NSI Community|Semitruck driver killed when Colorado train derails, spilling train cars and coal onto a highway

2025-04-30 21:10:12source:Safetyvaluecategory:Finance

PUEBLO,NSI Community Colo. (AP) — A semi-trailer truck driver was killed when a train derailed and a bridge collapsed, spewing coal and mangled train cars across a highway near Pueblo, Colorado, on Sunday, authorities said.

The driver has died, but no further details were available, Pueblo County Sheriff’s Office spokesperson Gayle Perez said by telephone on Monday. No other vehicles were involved, Perez said.

The Colorado State Patrol and the sheriff’s office posted photos and videos showing a partially collapsed bridge over the interstate with the semi-truck caught beneath. The images also show a pileup of train cars, train wheels scattered across the scene and loads of coal covering a portion of the highway. It was unclear when the bridge collapsed, state patrol spokesperson Gary Cutler said.

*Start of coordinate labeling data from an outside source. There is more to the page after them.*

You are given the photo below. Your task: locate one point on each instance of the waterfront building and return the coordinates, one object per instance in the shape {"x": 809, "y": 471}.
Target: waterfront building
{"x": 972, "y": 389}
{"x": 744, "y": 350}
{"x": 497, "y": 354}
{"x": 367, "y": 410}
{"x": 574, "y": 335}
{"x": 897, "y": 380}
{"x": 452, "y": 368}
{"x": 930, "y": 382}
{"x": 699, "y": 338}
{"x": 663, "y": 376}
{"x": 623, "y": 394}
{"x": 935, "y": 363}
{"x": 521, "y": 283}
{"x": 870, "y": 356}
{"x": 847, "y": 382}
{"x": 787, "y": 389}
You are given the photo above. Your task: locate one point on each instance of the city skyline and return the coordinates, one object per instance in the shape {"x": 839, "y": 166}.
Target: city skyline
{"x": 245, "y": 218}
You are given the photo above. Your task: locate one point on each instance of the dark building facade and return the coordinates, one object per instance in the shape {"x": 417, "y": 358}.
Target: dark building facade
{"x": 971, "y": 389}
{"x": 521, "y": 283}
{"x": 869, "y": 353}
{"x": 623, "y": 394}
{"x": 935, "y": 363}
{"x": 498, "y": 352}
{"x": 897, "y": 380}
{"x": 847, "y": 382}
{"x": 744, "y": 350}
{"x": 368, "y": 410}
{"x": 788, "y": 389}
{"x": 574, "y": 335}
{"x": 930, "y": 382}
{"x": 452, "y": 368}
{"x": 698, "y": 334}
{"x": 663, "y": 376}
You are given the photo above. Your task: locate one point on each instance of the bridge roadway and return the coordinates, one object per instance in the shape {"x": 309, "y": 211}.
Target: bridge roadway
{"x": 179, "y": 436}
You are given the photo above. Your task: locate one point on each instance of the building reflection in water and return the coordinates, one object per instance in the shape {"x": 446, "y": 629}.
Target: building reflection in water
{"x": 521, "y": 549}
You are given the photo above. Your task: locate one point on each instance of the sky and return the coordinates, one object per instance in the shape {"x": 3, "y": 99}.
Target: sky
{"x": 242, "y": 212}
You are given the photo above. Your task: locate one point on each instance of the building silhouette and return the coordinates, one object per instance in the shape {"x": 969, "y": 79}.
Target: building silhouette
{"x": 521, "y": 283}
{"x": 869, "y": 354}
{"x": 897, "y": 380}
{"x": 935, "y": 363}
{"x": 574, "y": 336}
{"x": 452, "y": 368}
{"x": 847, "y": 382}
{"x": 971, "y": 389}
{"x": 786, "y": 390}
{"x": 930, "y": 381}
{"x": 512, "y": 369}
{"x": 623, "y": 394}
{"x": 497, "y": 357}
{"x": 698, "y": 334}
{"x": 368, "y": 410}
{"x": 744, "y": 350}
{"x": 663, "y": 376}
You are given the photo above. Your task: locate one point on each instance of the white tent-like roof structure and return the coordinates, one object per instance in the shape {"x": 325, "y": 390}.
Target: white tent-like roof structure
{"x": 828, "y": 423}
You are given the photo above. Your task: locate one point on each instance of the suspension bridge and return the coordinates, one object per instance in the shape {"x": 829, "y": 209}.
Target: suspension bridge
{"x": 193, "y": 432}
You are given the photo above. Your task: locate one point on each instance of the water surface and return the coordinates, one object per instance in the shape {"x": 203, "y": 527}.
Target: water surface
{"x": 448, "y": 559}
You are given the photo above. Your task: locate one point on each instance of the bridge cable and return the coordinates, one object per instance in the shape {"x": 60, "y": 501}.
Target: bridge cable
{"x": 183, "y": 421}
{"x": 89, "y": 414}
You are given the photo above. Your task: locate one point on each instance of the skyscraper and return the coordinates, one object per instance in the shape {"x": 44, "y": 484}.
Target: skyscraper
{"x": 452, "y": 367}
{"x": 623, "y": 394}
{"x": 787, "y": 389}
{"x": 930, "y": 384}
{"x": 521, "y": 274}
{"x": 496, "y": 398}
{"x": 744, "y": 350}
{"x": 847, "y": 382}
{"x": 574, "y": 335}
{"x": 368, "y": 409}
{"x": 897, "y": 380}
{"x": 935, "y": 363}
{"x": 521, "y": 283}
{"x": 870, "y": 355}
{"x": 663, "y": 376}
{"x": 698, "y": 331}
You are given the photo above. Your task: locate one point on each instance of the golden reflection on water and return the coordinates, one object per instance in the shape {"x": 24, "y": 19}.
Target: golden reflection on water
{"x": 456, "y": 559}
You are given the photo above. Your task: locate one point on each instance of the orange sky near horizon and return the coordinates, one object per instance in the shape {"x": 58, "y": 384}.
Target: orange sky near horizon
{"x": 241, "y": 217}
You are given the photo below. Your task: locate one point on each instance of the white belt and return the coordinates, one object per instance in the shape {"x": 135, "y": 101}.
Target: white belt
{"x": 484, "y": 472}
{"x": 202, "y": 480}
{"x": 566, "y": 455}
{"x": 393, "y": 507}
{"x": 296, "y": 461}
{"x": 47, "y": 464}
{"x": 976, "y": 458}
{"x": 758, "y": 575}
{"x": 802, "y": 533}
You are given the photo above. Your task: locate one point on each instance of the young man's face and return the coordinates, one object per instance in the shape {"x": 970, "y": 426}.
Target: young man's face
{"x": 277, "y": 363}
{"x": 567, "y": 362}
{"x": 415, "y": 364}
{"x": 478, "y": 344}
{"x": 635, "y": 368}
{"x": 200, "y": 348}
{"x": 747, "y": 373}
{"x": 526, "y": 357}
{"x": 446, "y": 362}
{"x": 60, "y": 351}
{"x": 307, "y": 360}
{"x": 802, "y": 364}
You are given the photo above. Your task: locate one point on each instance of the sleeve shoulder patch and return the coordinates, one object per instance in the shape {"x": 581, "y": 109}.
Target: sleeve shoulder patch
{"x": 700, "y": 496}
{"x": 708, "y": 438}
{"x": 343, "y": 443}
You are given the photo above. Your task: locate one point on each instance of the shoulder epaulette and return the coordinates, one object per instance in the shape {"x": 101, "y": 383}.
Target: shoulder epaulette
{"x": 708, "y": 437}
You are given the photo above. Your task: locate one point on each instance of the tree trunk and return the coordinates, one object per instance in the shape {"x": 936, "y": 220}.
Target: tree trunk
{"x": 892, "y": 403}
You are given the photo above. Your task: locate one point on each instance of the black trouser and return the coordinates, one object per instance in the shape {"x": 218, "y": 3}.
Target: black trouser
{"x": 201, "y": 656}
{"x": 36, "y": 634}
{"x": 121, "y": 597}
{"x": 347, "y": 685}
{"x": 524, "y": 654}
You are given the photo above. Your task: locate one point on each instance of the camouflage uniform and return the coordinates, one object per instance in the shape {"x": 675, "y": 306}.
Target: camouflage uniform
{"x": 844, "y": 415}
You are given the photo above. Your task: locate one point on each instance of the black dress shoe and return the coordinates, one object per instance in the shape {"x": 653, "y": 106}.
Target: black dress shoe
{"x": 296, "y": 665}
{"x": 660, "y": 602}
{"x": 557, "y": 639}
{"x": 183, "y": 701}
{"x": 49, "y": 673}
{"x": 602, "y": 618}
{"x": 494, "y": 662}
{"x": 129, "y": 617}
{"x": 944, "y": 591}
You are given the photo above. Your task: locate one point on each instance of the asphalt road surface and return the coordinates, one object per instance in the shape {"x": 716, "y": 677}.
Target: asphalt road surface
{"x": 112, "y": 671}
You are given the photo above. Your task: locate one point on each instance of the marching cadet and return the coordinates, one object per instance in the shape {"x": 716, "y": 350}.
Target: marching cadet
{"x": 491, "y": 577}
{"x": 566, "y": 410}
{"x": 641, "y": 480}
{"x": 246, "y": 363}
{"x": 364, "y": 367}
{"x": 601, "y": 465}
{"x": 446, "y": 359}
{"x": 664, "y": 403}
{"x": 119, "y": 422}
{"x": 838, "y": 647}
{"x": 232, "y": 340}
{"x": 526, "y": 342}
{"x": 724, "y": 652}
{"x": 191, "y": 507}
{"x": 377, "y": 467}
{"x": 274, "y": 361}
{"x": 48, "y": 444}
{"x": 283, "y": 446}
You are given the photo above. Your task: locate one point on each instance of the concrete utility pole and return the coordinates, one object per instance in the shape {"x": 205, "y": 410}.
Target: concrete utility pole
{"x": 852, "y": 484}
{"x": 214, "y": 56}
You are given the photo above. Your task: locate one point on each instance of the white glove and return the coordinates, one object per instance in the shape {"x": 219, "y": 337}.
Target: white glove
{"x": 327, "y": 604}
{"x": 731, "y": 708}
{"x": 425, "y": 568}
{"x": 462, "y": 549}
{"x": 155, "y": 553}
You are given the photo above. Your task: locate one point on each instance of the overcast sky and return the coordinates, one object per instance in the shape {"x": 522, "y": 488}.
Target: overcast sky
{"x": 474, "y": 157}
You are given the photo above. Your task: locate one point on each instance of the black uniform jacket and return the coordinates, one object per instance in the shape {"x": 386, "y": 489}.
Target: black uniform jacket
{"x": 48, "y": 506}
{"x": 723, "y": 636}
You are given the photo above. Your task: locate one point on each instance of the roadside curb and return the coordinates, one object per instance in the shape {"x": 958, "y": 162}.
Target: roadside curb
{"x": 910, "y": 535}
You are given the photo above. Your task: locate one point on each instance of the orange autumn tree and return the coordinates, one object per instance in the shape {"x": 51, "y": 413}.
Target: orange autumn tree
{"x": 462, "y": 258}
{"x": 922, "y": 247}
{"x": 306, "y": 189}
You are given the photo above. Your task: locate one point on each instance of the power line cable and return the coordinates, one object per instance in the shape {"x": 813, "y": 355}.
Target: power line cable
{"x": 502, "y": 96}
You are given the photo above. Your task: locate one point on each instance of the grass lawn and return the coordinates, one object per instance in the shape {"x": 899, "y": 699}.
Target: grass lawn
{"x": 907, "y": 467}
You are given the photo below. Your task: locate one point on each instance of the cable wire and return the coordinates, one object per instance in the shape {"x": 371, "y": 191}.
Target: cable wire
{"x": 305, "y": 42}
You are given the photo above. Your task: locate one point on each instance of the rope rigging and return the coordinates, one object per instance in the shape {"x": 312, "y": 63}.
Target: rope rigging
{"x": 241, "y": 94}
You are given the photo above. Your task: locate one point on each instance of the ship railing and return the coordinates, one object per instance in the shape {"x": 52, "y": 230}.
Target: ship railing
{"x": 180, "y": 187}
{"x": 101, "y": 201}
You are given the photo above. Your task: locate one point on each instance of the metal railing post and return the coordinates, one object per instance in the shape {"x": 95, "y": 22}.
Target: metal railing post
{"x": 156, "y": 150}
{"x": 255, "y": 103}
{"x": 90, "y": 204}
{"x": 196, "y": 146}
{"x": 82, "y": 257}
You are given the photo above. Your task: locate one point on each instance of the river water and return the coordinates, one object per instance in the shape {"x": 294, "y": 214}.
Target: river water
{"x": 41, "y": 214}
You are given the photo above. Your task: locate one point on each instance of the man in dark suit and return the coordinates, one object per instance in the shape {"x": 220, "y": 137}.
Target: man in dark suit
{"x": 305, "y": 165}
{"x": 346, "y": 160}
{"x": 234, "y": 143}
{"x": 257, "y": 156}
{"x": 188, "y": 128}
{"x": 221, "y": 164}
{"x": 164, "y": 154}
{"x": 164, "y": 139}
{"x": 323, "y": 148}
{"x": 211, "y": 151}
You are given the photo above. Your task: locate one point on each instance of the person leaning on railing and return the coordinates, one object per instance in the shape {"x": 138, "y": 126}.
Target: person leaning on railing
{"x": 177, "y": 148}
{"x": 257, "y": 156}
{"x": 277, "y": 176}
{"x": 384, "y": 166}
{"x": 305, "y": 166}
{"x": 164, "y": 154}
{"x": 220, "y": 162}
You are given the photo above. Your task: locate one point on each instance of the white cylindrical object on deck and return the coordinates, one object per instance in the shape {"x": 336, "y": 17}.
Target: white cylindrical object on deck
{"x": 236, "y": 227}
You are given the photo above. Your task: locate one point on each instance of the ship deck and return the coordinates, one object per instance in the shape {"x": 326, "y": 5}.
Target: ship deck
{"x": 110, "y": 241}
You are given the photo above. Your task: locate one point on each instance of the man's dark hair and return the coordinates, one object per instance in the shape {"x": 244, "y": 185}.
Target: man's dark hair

The National Transportation Safety Board was sending investigators to the site about 114 miles (183 kilometers) south of Denver.

President Joe Biden had been scheduled to visit CS Wind, the world’s largest facility for wind tower manufacturing, in Pueblo on Monday, but postponed the trip to stay in Washington and focus on the growing conflict in the Middle East. The White House said just a few hours before Biden was set to take off for the trip that it would be rescheduled.

Pueblo is one of the anchors of Colorado’s sprawling Third Congressional District, which covers more ground than the state of Pennsylvania. Rep. Lauren Boebert, a combative Trump loyalist, won the seat in 2020 and barely held on to it during the 2022 midterms. Boebert has described Biden’s Inflation Reduction Act, the president’s signature domestic legislation and the source of hundreds of billions of dollars for clean energy incentives, as “a massive failure” that “needs to be repealed.”

A railroad bridge collapse in southern Montana in June sent railcars with oil products plunging into the Yellowstone River, spilling molten sulfur and up to 250 tons (226.7 metric tons) of hot asphalt.